Le père de l’oméga, lui aussi esclave, avait vu noir. Quelques jours après la vente de sa fille, il réussit à s’emparer d’un couteau qu’il utilisa pour assassiner la raison du malheur de son enfant: Ludmila. Tentative qui avait échouée, mais qui laissa une large cicatrice au bas du ventre de la jeune femme. Ludmila fut alitée plusieurs jours avant de pouvoir se déplacer jusqu’aux cachots de leur demeure de peine et de misère, là où l’oméga avait été restreint et gardé en vie sous sa commande. Pourquoi ? Parce qu’elle avait encore quelques concoctions qu’elle n’avait jamais testées sur des omégas auparavant. Seulement sur des rats. La semaine qui suivit fut longue et douloureuse pour le criminel. Ce n’est qu’après avoir subi des cloques sur la majorité de sa peau qui se mettaient à peler, des ongles arrachés pour le bien des tests et une tonne d’autres effets secondaires que Ludmila perdit son cobaye en raison d’un médicament qui s’avéra être léthal pour les humains.

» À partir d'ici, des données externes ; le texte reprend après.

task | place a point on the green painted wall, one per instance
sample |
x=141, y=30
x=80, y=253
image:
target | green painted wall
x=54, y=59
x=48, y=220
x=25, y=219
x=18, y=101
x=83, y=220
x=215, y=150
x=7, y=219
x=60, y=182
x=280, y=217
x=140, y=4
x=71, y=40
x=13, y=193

Ce n’est qu’après cette vengeance que ses parents l’envoyèrent au manoir des Adamovitch pour son rétablissement avec pour seconde consigne de trouver un partenaire adéquat pour le mariage maintenant qu’elle avait l’âge approprié.
Le reste du journal, c’était sa vie depuis qu’elle était entrée au manoir. Les gens qu’elle croisait, les interactions importantes et toutes les petites saletés qu’elle pouvait trouver sur les habitants de la place. Et bien sûr, au début du journal, sa liste des partenaires potentiels pour le mariage dont la majorité des noms avaient été rayés. Ses parents lui avaient dit de trouver un partenaire, mais pas qu’elle devait le faire rapidement.
Ludmila quitta le livre des yeux, trouvant rapidement l’endroit où elle rangea le carnet qu’elle avait en main. Sans aucune autre pensée, elle repassa devant la chambre de l’esclave qui l’avait suivie lorsqu’elle était partie de la demeure du comte, s’assurant qu’elle n’aurait pas de cadavre sur les bras au lever du jour avant de retourner à son lit et de s’assoupir paisiblement.